4.   Hoe de overdrachten van de materiële en immateriële activa waarvan de gemeenschappelijke onderneming Galileo eigenaar was overeenkomstig artikel 6 van de bijlage bij Verordening (EG) nr. 876/2002, in hun werk gaan, wordt vastgesteld tijdens de ontbindingsprocedure bedoeld in artikel 21 van de bijlage bij de bovengenoemde verordening.

5.   Overeenkomstig artikel 3 van Verordening (EG) nr. 876/2002 kan in het akkoord tussen de Autoriteit en het Europees Ruimteagentschap worden geregeld dat het ESA het bij lid 1 aan de Autoriteit toegekende eigendomsrecht namens de Autoriteit uitoefent.

6.   In de concessieovereenkomst kan worden geregeld dat de concessiehouder het bij lid 1 aan de Autoriteit toegekende eigendomsrecht namens de Autoriteit uitoefent.

3)

Artikel 3, lid 3, wordt hernummerd tot artikel 3, lid 7.

4)

Aan artikel 5, lid 2, wordt de volgende alinea toegevoegd:

„Een vertegenwoordiger van de SG/HV en een vertegenwoordiger van het ESA wonen de vergaderingen van de Raad van bestuur als waarnemers bij.”.

5)

Artikel 10, lid 1, wordt vervangen door:

„1.   De Raad van bestuur richt een Comité voor de veiligheid en beveiliging van het systeem op. Het is samengesteld uit één vertegenwoordiger per lidstaat en één voor de Commissie, gekozen onder erkende beveiligingsdeskundigen. Een vertegenwoordiger van de SG/HV en een vertegenwoordiger van het ESA wonen de vergaderingen van het comité als waarnemers bij.”.

Artikel 2

Deze verordening treedt in werking op de dag van haar bekendmaking in het Publicatieblad van de Europese Unie.

Deze verordening is verbindend in al haar onderdelen en is rechtstreeks toepasselijk in elke lidstaat.

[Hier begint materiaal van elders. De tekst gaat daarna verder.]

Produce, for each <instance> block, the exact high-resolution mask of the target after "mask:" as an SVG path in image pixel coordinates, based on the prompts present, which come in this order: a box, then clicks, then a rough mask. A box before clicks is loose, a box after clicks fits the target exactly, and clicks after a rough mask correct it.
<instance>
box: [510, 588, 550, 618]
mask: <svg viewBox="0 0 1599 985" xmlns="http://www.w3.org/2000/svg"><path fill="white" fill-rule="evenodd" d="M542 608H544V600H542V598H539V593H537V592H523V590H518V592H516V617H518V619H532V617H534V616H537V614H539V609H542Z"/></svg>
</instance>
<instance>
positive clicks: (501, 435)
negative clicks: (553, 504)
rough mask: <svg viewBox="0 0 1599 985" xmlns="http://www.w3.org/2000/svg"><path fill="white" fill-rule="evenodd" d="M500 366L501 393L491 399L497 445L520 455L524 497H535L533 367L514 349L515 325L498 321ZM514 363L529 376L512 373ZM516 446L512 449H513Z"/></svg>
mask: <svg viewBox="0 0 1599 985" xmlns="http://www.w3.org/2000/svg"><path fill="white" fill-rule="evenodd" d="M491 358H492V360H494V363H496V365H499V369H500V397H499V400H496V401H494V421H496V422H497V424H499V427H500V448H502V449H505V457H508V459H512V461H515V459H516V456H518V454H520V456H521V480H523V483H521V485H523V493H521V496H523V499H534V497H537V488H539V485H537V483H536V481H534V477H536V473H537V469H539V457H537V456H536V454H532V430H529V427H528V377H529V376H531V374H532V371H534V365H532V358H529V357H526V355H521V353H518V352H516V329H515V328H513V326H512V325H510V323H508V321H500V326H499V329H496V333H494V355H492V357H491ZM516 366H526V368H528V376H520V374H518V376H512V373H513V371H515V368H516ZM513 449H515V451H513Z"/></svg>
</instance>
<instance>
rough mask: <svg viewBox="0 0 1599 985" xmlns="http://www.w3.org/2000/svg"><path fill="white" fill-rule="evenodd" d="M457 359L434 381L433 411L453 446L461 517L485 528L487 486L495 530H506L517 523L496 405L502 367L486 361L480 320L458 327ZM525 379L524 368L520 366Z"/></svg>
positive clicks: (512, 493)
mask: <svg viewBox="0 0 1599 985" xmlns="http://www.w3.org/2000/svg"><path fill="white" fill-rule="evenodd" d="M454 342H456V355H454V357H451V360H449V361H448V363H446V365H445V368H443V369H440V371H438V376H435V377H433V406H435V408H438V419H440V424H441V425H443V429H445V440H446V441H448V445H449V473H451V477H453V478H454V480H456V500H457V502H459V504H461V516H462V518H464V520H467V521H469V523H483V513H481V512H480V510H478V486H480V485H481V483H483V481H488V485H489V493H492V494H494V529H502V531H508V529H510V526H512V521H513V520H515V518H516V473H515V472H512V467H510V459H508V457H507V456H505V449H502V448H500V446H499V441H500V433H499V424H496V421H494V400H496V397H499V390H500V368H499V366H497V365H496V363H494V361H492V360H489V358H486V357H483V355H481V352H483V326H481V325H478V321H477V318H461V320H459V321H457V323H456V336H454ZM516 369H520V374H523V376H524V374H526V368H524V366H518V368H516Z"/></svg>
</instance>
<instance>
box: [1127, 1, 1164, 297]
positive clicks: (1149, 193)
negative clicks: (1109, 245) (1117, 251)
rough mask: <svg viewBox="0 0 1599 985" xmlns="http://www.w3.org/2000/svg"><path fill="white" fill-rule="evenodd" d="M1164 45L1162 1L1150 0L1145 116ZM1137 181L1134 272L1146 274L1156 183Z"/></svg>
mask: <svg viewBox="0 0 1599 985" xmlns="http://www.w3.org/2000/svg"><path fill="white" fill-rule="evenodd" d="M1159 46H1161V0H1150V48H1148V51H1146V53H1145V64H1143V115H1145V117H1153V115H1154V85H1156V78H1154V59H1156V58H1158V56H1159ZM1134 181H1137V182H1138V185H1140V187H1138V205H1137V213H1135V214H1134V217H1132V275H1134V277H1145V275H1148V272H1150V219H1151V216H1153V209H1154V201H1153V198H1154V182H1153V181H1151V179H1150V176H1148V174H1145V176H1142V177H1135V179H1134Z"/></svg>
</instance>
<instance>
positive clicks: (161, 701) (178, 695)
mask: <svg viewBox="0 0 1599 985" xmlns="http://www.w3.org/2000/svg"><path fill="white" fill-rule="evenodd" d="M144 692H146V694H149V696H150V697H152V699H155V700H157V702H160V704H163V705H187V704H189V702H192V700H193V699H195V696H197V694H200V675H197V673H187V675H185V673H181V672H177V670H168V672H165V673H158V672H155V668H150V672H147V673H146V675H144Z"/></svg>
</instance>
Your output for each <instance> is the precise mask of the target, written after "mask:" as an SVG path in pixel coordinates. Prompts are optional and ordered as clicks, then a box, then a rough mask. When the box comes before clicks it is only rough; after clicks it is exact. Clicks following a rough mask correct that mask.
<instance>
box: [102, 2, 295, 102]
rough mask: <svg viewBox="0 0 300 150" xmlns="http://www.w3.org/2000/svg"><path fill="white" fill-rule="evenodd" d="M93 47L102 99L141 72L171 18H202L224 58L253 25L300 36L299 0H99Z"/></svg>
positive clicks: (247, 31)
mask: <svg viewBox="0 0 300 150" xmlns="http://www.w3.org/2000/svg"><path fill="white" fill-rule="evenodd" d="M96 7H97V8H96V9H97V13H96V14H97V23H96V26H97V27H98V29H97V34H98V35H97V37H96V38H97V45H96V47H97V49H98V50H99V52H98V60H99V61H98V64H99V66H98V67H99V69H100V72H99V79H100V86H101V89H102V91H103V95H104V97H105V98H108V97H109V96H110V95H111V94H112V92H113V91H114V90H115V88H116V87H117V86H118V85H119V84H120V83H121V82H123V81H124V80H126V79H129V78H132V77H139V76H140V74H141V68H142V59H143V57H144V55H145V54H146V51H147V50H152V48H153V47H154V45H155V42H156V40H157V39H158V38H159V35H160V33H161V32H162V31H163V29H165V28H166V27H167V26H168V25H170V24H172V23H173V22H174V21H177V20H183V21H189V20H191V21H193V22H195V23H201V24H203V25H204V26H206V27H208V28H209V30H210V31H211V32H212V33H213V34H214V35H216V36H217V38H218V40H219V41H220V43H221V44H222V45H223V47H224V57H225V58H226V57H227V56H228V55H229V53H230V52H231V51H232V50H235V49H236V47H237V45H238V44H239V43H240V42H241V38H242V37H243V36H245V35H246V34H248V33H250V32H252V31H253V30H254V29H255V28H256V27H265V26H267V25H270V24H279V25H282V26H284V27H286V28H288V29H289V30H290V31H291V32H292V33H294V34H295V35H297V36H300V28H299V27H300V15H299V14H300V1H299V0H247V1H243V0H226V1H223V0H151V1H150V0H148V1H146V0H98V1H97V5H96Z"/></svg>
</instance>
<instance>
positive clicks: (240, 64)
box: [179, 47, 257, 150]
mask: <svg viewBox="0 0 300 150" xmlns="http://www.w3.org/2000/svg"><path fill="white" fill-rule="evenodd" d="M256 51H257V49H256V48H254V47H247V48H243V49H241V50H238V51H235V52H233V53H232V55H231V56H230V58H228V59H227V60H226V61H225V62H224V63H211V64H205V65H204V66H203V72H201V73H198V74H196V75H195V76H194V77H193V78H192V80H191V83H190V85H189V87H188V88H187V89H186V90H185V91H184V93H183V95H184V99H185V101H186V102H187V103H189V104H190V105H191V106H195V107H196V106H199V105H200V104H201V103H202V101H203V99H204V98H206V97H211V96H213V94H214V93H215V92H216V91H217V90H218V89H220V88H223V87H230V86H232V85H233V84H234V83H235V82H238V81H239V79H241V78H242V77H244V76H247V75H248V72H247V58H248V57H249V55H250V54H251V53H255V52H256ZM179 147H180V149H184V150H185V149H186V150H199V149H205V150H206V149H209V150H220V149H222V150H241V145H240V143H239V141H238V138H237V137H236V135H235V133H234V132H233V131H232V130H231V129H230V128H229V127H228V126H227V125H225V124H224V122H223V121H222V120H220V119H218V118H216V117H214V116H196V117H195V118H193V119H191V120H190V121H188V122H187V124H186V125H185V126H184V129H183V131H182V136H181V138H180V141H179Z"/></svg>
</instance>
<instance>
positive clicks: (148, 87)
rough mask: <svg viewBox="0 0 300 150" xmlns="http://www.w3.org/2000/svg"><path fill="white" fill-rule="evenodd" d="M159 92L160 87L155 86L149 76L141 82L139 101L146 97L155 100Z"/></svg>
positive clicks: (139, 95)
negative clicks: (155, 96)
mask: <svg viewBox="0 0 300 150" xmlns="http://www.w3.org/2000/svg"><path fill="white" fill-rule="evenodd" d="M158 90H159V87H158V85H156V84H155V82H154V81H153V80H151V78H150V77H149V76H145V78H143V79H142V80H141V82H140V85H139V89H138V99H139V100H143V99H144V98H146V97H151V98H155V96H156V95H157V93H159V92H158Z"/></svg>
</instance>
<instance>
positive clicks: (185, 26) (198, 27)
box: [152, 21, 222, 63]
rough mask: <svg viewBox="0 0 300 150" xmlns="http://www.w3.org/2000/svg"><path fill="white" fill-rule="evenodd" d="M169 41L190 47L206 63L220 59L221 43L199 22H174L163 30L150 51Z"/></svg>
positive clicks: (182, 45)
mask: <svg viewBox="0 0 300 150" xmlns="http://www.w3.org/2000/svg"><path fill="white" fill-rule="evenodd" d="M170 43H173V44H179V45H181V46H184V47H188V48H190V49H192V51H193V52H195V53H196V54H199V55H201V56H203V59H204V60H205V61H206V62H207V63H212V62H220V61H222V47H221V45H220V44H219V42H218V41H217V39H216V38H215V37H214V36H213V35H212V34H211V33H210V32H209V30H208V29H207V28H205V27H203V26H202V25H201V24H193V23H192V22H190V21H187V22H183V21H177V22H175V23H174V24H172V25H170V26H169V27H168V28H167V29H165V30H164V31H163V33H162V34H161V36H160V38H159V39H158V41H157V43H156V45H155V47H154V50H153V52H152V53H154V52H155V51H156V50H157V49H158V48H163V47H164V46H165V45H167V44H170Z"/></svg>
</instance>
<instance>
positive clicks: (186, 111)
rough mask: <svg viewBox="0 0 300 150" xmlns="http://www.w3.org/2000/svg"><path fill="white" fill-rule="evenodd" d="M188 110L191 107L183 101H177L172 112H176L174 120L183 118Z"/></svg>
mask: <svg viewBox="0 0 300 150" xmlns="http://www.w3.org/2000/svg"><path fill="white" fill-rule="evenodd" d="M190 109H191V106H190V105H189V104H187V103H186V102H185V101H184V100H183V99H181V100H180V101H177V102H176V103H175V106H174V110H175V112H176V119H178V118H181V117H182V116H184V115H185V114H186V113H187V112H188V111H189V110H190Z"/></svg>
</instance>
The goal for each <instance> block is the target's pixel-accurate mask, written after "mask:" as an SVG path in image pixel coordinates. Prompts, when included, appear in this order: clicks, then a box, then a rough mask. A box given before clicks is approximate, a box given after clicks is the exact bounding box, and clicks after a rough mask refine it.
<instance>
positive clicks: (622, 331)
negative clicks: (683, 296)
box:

Gedaan te Brussel, 12 december 2006.

Voor de Raad

De voorzitster

S. HUOVINEN


(1)  Advies uitgebracht op 12 oktober 2006 (nog niet bekendgemaakt in het Publicatieblad).

(2)  Advies uitgebracht op 26 oktober 2006 (nog niet bekendgemaakt in het Publicatieblad).

(3)  PB L 138 van 28.5.2002, blz. 1.

(4)  PB L 246 van 20.7.2004, blz. 1.

(5)  PB L 123 van 27.4.2004, blz. 11.

(6)  PB L 138 van 28.5.2002, blz. 1.”.

(7)  PB L 123 van 27.4.2004, blz. 11.”.